= Facts and Logic About the Middle East =

Pro-Israel information disseminator

Facts and Logic About the Middle East (FLAME) is a non-profit pro-Israel organization based in San Francisco, California. The Los Angeles Times described FLAME as "an organization that must literally buy its way into print."

FLAME claims its ads are meant as an explanation for "the proverbial man from Mars" regarding various aspects of Arab/Israeli issues.

==History==
It was founded by Gerardo Joffe and began as a local chapter of the pro-Israel media watchdog group CAMERA. By 1987 the ads, which had appeared using the CAMERA name were now sponsored by FLAME, an independent organization.

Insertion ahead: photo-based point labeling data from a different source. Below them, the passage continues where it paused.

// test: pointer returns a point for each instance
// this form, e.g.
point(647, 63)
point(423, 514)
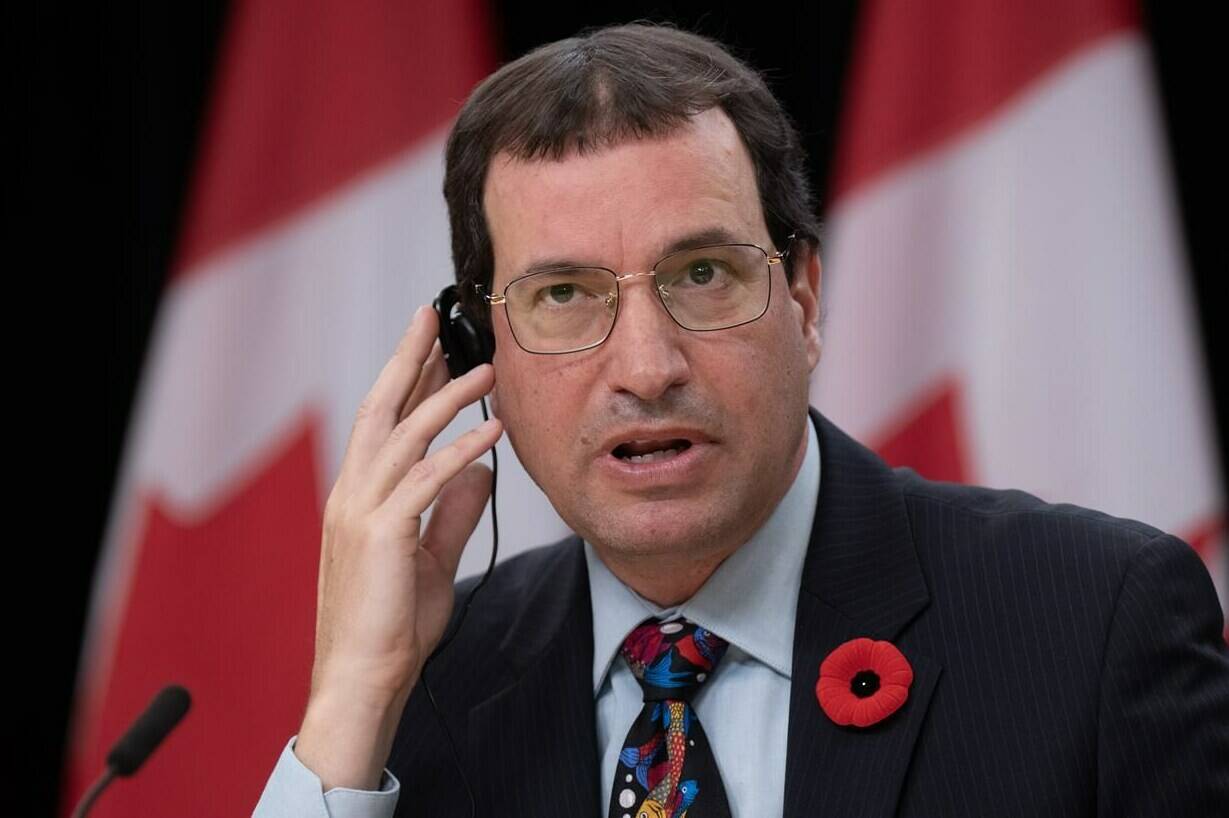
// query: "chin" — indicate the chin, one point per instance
point(653, 527)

Its stated purpose is "the research and publication of the facts regarding developments in the Middle East and exposing false propaganda that might harm the interests of the United States and its allies in that area of the world."

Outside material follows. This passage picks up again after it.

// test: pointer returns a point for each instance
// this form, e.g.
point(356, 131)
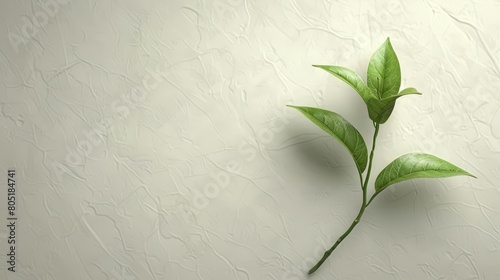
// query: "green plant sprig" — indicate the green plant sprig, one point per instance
point(379, 94)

Since 1987, it has regularly placed ads that it describes as "monthly hasbarah (educating and clarifying) messages in major publications of general circulation, such as U.S. News and World Report, The New York Times, The Nation, The National Review, The American Spectator, The Washington Times National Weekly, and others". The New York Times Anthony Lewis described one such advertisement as "a sorry evasion of reality".

According to The Village Voice, when a reporter "pointed out the overt bigotry" in a FLAME ad in 1998 that described Islam as "virulent" and blamed it for promoting violence against the U.S. and Israel, FLAME's Gerardo Joffe said "All Arab Muslims may not be a bunch of fanatics, but I've never met one who isn't".

Regarding the issue of a Palestinian state, FLAME is in favor of using Jordan as the homeland for Arab Palestinians.